The organizers of the conference invite investigations into this new perspective. Papers considering any aspect of the literary qualities of Greek and Latin historiography are welcomed from scholars at any point in their careers.

Click here for further information

 

 

29 September - 2 October 2014

Augustus from a Distance
A conference in the bi-millennial year of the death of Gaius Iulius Caesar Octavianus Augustus at the University of Sydney

Caesar Augustus died at Nola on 19 August, 14. On conventional dating, 2014 marks 2000 years since his death and offers a chance to reflect on the man, his history, the culture named after him and the different ways that scholarship studies and has studied him.

Conveners: Eleanor Cowan, Geraldine Herbert-Brown, Andrew Pettinger and Kathryn Welch.

Confirmed speakers include Dr Barbara Levick and Professor Nicholas Purcell. Professor Karl Galinsky will deliver the 21st Todd Memorial Lecture during the conference.

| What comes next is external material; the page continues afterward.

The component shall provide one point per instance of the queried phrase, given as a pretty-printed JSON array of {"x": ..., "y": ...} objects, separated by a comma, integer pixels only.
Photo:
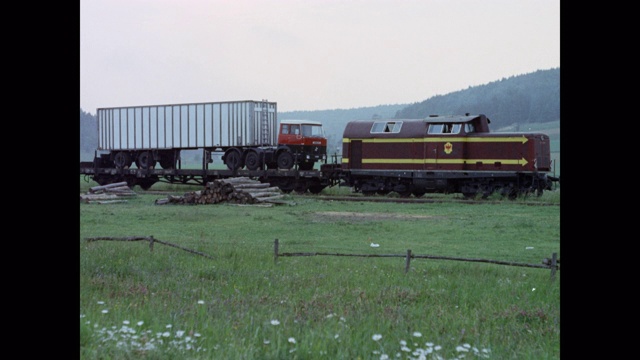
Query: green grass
[{"x": 172, "y": 304}]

Call for Papers and Conference Website

28-30 November 2014

Byzantine Culture in Translation
18th Biennial Conference, University of Queensland

Byzantine culture emanated from Constantinople throughout the Middle Ages, eastwards into Muslim lands and central Asia, north into Russian, Germanic and Scandinavian territories, south across the Mediterranean into Egypt and North Africa and westwards to Italy, Sicily and the other remnants of the western Roman empire. Byzantine culture was translated, transported and transmitted into all these areas through slow or sudden processes of permeation, osmosis and interaction throughout the life of the Empire, from the fourth century to the fifteenth and far beyond. Various literary aspects of Byzantine culture that were literally translated from Greek into the local and scholarly languages of the Medieval West and Muslim Middle East include dreambooks, novels, medical and scientific texts and works of Ancient Greek literature. Yet translation was a phenomenon that stretched far beyond texts, into the areas of clothing and fashion, the visual arts (especially icons) and architecture, military organisations, imperial court ceremonial, liturgical music and mechanical devices. This conference celebrates all aspects of literary, spiritual or material culture that were transported across the breadth of the Empire and exported from it. Papers are welcome on all aspects of Byzantine culture that exerted some influence – whether lasting or fleeting – and were translated into non-Greek-speaking lands, from the early Byzantine period to the present day.